Improving cognition in people with neuropsychiatric disorders remains a major clinical target. By themselves pharmacological and non-pharmacological approaches have shown only modest effects in improving cognition. In the present study we tested a recently-proposed methodology to combine CT with a ‘cognitive-enhancing’ drug to improve cognitive test scores and expanded on previous approaches by delivering combination drug and CT, over a long intervention of repeated sessions, and used multiple tasks to reveal the cognitive processes being enhanced. We also aimed to determine whether gains from this combination approach generalised to untrained tests. In this proof of principle randomised-controlled trial thirty-three healthy volunteers were randomised to receive either modafinil or placebo combined with daily cognitive training over two weeks. Volunteers were trained on tasks of new-language learning, working memory and verbal learning following 200 mg modafinil or placebo for ten days. Improvements in trained and untrained tasks were measured. Rate of new-language learning was significantly enhanced with modafinil, and effects were greatest over the first five sessions. Modafinil improved within-day learning rather than between-day retention. No enhancement of gains with modafinil was observed in working memory nor rate of verbal learning. Gains in all tasks were retained post drug-administration, but transfer effects to broad cognitive abilities were not seen. This study shows that combining CT with modafinil specifically elevates learning over early training sessions compared to CT with placebo and provides a proof of principle experimental paradigm for pharmacological enhancement of cognitive remediation.

Introduction

Cognition is impaired in a number of neurodevelopmental and neuropsychiatric disorders – schizophrenia being a classical example. These impairments contribute to poor functional outcomes (Green, 1996) and act as rate limiting factors for psychosocial interventions (Green et al., 2004). Accordingly, there is a strong need to develop methodologies that can reliably enhance cognitive functioning. Both non-pharmacological therapies (Dahlin et al., 2008a, Klingberg, 2010) and pharmacological compounds have been shown to improve a range of cognitive functions in healthy individuals (Husain and Mehta, 2011) as well as in neuropsychiatric populations such as schizophrenia (Barch and Carter, 2005, Harvey, 2009, Wykes et al., 2011), however, there have been only modest effects from these individual approaches.

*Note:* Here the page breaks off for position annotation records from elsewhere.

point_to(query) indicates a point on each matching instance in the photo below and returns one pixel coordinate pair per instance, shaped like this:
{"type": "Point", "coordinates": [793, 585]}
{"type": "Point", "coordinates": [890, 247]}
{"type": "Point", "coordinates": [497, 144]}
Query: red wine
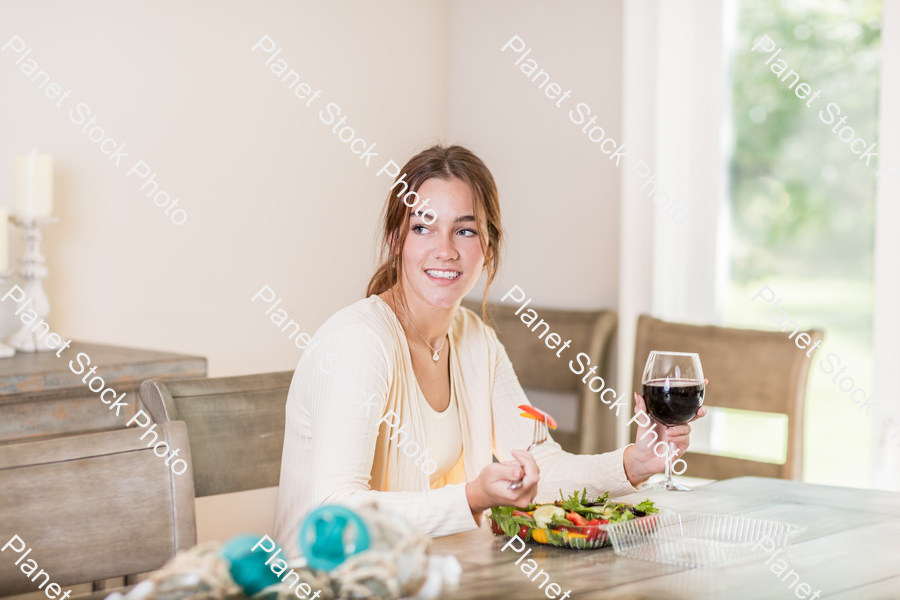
{"type": "Point", "coordinates": [673, 401]}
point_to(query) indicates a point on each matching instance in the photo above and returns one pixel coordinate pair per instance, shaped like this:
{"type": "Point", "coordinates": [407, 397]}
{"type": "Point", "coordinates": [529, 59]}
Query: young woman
{"type": "Point", "coordinates": [402, 398]}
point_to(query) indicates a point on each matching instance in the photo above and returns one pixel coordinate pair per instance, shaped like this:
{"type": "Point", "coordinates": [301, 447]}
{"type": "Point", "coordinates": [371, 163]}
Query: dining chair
{"type": "Point", "coordinates": [538, 368]}
{"type": "Point", "coordinates": [760, 371]}
{"type": "Point", "coordinates": [235, 425]}
{"type": "Point", "coordinates": [92, 507]}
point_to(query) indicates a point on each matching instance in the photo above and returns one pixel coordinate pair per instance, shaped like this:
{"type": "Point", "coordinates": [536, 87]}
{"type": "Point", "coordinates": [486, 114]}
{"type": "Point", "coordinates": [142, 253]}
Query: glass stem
{"type": "Point", "coordinates": [669, 462]}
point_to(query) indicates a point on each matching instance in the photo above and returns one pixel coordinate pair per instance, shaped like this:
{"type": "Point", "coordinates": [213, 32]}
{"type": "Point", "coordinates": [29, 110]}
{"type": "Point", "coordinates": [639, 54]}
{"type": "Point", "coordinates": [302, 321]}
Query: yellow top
{"type": "Point", "coordinates": [354, 388]}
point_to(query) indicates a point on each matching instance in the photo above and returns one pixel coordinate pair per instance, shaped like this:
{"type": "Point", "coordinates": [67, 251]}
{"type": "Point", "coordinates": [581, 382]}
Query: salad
{"type": "Point", "coordinates": [575, 522]}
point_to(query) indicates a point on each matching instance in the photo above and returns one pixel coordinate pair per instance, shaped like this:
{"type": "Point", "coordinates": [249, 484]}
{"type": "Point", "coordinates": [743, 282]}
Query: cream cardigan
{"type": "Point", "coordinates": [336, 441]}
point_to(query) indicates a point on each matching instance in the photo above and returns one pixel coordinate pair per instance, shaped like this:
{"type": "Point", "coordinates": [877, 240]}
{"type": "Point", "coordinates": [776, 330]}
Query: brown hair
{"type": "Point", "coordinates": [444, 163]}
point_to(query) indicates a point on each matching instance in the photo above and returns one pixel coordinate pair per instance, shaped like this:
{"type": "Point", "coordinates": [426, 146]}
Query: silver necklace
{"type": "Point", "coordinates": [436, 356]}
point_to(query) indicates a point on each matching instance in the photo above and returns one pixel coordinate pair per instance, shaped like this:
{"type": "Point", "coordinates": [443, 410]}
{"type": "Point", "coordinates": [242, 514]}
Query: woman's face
{"type": "Point", "coordinates": [443, 260]}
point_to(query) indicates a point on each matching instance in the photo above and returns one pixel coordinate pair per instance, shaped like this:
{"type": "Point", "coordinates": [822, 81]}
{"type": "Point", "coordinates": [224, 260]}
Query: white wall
{"type": "Point", "coordinates": [273, 198]}
{"type": "Point", "coordinates": [559, 194]}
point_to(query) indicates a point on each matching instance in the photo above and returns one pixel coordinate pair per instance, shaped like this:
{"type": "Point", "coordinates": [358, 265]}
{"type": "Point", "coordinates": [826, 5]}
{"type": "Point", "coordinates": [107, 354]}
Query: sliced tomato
{"type": "Point", "coordinates": [538, 414]}
{"type": "Point", "coordinates": [594, 532]}
{"type": "Point", "coordinates": [576, 519]}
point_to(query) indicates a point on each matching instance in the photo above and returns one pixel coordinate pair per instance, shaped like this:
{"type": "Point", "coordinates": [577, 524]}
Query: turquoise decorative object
{"type": "Point", "coordinates": [330, 535]}
{"type": "Point", "coordinates": [248, 568]}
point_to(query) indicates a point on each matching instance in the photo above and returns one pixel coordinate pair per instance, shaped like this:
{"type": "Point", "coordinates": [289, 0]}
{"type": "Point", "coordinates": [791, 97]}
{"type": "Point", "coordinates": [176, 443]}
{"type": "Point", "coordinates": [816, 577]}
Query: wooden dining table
{"type": "Point", "coordinates": [850, 550]}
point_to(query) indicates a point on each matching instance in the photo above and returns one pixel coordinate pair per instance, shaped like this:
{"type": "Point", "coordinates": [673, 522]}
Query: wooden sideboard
{"type": "Point", "coordinates": [41, 397]}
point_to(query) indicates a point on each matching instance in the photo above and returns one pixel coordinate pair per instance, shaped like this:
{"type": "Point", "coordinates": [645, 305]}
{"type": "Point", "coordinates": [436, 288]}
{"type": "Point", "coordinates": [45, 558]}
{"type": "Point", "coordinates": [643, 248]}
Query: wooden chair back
{"type": "Point", "coordinates": [235, 424]}
{"type": "Point", "coordinates": [762, 371]}
{"type": "Point", "coordinates": [93, 507]}
{"type": "Point", "coordinates": [538, 367]}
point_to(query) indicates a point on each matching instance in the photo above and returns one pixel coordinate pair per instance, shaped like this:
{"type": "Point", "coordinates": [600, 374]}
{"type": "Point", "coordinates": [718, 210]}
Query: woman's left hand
{"type": "Point", "coordinates": [639, 459]}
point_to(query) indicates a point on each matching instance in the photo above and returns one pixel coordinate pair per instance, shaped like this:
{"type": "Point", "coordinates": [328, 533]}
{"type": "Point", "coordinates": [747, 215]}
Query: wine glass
{"type": "Point", "coordinates": [673, 389]}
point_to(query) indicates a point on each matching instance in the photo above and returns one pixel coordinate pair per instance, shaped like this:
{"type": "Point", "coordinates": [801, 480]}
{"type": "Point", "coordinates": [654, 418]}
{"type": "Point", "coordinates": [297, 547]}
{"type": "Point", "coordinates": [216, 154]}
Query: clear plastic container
{"type": "Point", "coordinates": [700, 539]}
{"type": "Point", "coordinates": [584, 537]}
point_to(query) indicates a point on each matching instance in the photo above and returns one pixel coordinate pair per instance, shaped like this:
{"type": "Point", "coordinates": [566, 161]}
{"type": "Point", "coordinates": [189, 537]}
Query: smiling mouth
{"type": "Point", "coordinates": [443, 274]}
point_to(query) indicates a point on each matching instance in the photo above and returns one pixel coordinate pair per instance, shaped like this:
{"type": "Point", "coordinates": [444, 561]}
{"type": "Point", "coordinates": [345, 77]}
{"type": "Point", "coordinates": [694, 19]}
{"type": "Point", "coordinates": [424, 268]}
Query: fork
{"type": "Point", "coordinates": [539, 437]}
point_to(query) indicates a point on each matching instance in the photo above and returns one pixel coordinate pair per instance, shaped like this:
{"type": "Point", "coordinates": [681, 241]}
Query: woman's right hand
{"type": "Point", "coordinates": [491, 487]}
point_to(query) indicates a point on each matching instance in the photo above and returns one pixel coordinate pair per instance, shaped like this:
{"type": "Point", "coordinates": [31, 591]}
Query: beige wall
{"type": "Point", "coordinates": [559, 193]}
{"type": "Point", "coordinates": [272, 196]}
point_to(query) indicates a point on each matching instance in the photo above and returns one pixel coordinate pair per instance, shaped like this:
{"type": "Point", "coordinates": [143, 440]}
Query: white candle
{"type": "Point", "coordinates": [4, 241]}
{"type": "Point", "coordinates": [33, 185]}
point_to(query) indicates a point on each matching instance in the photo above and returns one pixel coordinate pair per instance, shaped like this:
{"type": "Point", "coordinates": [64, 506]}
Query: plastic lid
{"type": "Point", "coordinates": [331, 534]}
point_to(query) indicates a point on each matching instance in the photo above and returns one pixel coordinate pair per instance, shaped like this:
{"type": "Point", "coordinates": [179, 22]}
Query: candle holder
{"type": "Point", "coordinates": [6, 351]}
{"type": "Point", "coordinates": [34, 271]}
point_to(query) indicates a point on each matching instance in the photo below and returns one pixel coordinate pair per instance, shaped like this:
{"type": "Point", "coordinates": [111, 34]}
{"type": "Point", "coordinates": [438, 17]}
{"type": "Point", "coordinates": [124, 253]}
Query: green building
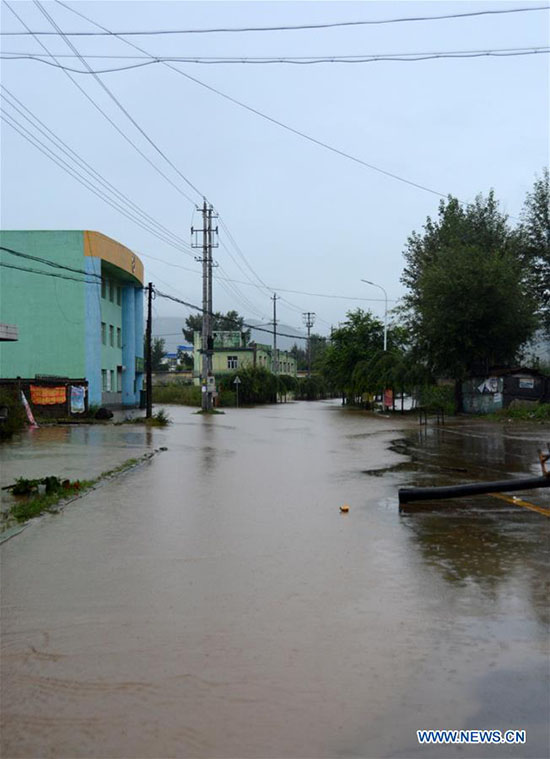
{"type": "Point", "coordinates": [232, 352]}
{"type": "Point", "coordinates": [76, 298]}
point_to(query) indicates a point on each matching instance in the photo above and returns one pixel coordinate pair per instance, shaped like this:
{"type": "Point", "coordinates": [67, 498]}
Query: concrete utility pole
{"type": "Point", "coordinates": [207, 342]}
{"type": "Point", "coordinates": [275, 359]}
{"type": "Point", "coordinates": [309, 321]}
{"type": "Point", "coordinates": [368, 282]}
{"type": "Point", "coordinates": [148, 355]}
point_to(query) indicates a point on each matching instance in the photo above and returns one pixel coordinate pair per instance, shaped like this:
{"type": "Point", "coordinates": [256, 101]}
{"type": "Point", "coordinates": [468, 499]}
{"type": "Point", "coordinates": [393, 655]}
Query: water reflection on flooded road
{"type": "Point", "coordinates": [215, 603]}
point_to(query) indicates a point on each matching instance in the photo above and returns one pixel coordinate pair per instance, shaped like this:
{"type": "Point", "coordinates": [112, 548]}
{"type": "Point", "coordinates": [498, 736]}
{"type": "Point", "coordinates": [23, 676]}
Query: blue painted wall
{"type": "Point", "coordinates": [128, 345]}
{"type": "Point", "coordinates": [140, 296]}
{"type": "Point", "coordinates": [93, 331]}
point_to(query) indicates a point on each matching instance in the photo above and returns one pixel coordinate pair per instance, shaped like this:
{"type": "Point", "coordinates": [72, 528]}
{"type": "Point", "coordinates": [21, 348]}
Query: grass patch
{"type": "Point", "coordinates": [56, 491]}
{"type": "Point", "coordinates": [183, 395]}
{"type": "Point", "coordinates": [39, 504]}
{"type": "Point", "coordinates": [160, 419]}
{"type": "Point", "coordinates": [539, 413]}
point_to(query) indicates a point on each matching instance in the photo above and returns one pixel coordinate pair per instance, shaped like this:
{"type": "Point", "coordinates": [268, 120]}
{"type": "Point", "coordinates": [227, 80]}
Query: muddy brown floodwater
{"type": "Point", "coordinates": [216, 603]}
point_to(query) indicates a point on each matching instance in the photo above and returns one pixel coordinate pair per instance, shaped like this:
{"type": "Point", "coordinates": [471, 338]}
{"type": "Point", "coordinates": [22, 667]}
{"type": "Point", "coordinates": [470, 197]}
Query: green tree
{"type": "Point", "coordinates": [229, 322]}
{"type": "Point", "coordinates": [534, 244]}
{"type": "Point", "coordinates": [468, 307]}
{"type": "Point", "coordinates": [158, 351]}
{"type": "Point", "coordinates": [318, 348]}
{"type": "Point", "coordinates": [356, 340]}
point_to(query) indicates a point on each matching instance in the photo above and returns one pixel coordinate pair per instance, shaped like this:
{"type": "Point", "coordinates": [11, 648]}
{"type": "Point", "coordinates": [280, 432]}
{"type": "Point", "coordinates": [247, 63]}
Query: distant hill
{"type": "Point", "coordinates": [284, 343]}
{"type": "Point", "coordinates": [170, 329]}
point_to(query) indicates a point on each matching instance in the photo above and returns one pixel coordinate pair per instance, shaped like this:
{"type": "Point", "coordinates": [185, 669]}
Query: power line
{"type": "Point", "coordinates": [294, 27]}
{"type": "Point", "coordinates": [39, 145]}
{"type": "Point", "coordinates": [115, 99]}
{"type": "Point", "coordinates": [133, 121]}
{"type": "Point", "coordinates": [48, 273]}
{"type": "Point", "coordinates": [223, 224]}
{"type": "Point", "coordinates": [48, 262]}
{"type": "Point", "coordinates": [235, 321]}
{"type": "Point", "coordinates": [264, 58]}
{"type": "Point", "coordinates": [85, 166]}
{"type": "Point", "coordinates": [404, 58]}
{"type": "Point", "coordinates": [108, 118]}
{"type": "Point", "coordinates": [262, 115]}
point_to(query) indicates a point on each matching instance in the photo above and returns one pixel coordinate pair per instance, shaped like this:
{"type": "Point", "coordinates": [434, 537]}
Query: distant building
{"type": "Point", "coordinates": [232, 352]}
{"type": "Point", "coordinates": [501, 387]}
{"type": "Point", "coordinates": [80, 319]}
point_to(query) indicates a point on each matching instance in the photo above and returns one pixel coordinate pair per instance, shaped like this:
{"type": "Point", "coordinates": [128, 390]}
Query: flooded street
{"type": "Point", "coordinates": [215, 602]}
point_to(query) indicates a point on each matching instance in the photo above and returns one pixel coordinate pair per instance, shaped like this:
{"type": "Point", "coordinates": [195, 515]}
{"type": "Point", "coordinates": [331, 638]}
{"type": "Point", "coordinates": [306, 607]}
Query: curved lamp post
{"type": "Point", "coordinates": [368, 282]}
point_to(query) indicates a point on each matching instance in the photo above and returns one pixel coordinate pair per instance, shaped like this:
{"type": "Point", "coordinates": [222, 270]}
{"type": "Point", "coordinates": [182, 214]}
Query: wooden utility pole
{"type": "Point", "coordinates": [275, 359]}
{"type": "Point", "coordinates": [309, 321]}
{"type": "Point", "coordinates": [207, 342]}
{"type": "Point", "coordinates": [148, 355]}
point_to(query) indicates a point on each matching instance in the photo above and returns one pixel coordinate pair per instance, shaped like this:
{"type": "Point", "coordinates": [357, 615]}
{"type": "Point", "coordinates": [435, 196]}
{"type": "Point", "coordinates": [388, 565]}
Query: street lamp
{"type": "Point", "coordinates": [385, 310]}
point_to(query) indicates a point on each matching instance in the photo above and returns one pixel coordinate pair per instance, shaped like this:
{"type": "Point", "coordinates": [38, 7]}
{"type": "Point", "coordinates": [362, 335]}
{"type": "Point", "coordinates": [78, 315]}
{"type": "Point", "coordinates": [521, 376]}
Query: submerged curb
{"type": "Point", "coordinates": [103, 479]}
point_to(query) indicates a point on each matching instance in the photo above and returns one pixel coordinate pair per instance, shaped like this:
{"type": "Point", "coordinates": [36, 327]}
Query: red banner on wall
{"type": "Point", "coordinates": [48, 396]}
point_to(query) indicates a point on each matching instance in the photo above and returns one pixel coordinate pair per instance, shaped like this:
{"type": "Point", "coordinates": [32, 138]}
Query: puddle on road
{"type": "Point", "coordinates": [221, 605]}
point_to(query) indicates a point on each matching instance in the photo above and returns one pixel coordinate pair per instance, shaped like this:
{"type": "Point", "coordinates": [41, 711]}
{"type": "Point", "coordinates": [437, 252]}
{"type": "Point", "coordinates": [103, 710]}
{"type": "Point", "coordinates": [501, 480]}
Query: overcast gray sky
{"type": "Point", "coordinates": [305, 218]}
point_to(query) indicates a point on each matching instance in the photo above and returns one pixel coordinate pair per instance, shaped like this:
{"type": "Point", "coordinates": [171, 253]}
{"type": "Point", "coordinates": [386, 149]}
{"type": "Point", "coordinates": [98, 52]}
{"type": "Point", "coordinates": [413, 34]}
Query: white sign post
{"type": "Point", "coordinates": [237, 382]}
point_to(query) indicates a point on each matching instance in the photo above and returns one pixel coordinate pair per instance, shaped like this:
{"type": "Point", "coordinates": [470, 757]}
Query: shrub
{"type": "Point", "coordinates": [435, 397]}
{"type": "Point", "coordinates": [185, 395]}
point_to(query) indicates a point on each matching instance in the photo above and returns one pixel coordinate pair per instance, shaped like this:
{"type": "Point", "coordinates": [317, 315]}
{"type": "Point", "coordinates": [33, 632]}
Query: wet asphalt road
{"type": "Point", "coordinates": [216, 603]}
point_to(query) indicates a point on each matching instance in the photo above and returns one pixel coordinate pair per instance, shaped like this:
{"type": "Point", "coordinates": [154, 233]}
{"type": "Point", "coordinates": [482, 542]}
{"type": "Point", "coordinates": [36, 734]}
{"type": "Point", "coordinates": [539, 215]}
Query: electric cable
{"type": "Point", "coordinates": [48, 274]}
{"type": "Point", "coordinates": [116, 101]}
{"type": "Point", "coordinates": [108, 118]}
{"type": "Point", "coordinates": [262, 115]}
{"type": "Point", "coordinates": [405, 58]}
{"type": "Point", "coordinates": [210, 313]}
{"type": "Point", "coordinates": [73, 155]}
{"type": "Point", "coordinates": [33, 140]}
{"type": "Point", "coordinates": [48, 262]}
{"type": "Point", "coordinates": [298, 27]}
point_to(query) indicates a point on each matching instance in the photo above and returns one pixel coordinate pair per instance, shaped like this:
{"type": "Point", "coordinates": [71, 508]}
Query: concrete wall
{"type": "Point", "coordinates": [111, 343]}
{"type": "Point", "coordinates": [93, 332]}
{"type": "Point", "coordinates": [50, 312]}
{"type": "Point", "coordinates": [59, 317]}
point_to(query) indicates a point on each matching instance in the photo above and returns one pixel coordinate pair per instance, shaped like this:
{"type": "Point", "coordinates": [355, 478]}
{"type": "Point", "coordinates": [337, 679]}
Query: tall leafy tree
{"type": "Point", "coordinates": [534, 245]}
{"type": "Point", "coordinates": [318, 348]}
{"type": "Point", "coordinates": [467, 303]}
{"type": "Point", "coordinates": [356, 340]}
{"type": "Point", "coordinates": [158, 351]}
{"type": "Point", "coordinates": [229, 322]}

Combining pharmacological and non-pharmacological methods may improve functioning beyond that achieved by either approach alone (Swerdlow, 2012) however, there are only a few controlled proof-of-principle studies in healthy volunteers or in patient samples, where a focus has been on addressing motor and language recovery after stroke. For example, L-dopa improves motor rehabilitation after stroke (Scheidtmann et al., 2001) and amphetamine enhances language learning in patients with post-stroke aphasia (Walker-Batson et al., 2001). Both of these compounds also elevate performance in an artificial language learning task in healthy volunteers when combined with repeated testing compared to placebo with repeated testing (Breitenstein et al., 2004, Knecht et al., 2004). Hence combining pharmacological compounds with task exposure or training, relative to combining with placebo, enhances functioning and may produce comparable effects in either promotion of recovery or elevation of functioning in healthy people relative to exposure to the functional component alone (or with placebo).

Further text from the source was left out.